My FND, and all of the comorbidities that come with it, is much more of a challenge. Doctors don’t know exactly what causes FND, but it generally is thought to affect the software of the brain, rather than the hardware. It causes a variety of neurological symptoms, and it looks different for everyone. I have had migraines and chronic pain since I was a child, but I only started having seizures and really disabling symptoms last fall. The type of seizures I have are psychogenic non-epileptic seizures (PNES), which essentially means they are non-epileptic seizures triggered by stress. This means they are not a medical emergency, but they are still debilitating when not properly treated. I struggled with memory loss, involuntary tics, motor issues, and more for months after my illness started. After I was prescribed medication for the condition, I started to get better!
Because my seizures are triggered by stress, things I was already doing to treat my schizoaffective disorder – such as therapy, journaling, yoga, etc. – really help with that as well. Now my seizures aren’t as frequent, but I definitely deal with side effects from the sheer quantity of medication I take. I sleep for 10-12 hours per night, I can’t drink alcohol or consume caffeine anymore, I must always make sure I’ve eaten and drunk enough water, etc. It’s been a big lifestyle change but it truly gets easier every day. It’s really a night and day difference from where I was last October.
What are some ways that you take care of your mental health while abroad?
I think talking about your feelings is essential. Having access to a therapist has been so important for me, as well as staying in touch with my family back home and my friends in-country. If you bottle up your feelings, they just get more and more intense. It’s so important to find healthy outlets for stress, such as talking with your loved ones, exercise, journaling, or just staying in for the night and watching your favorite movie.
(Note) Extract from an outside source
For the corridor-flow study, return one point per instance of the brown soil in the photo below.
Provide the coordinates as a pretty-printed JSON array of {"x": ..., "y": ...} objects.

I also think getting enough sleep and eating enough are super important. Living abroad for a short period of time – such as during CLS – is hard because you don’t have very long to adjust to your surroundings. I definitely took things slow during my program and took advantage of the learning accommodations that I was offered. It can be hard to seek support, but it’s so important to do so. Your professors, resident director, and American Councils are there to help!
What have been some of your biggest takeaways from your experiences abroad?
I would say the biggest thing I’ve learned is that it’s totally possible to find yourself a little home in another country. CLS was a very interesting opportunity because you are assigned a location to live for two months, which gives you the chance to explore and see where you might like to spend more time. I was drawn to living in Ukraine and Georgia to further my research and because of the strong connections I’ve made to the people I’ve met here. I truly feel like I’ve found a community and a support system in-country, and that is the most meaningful part of living abroad for me.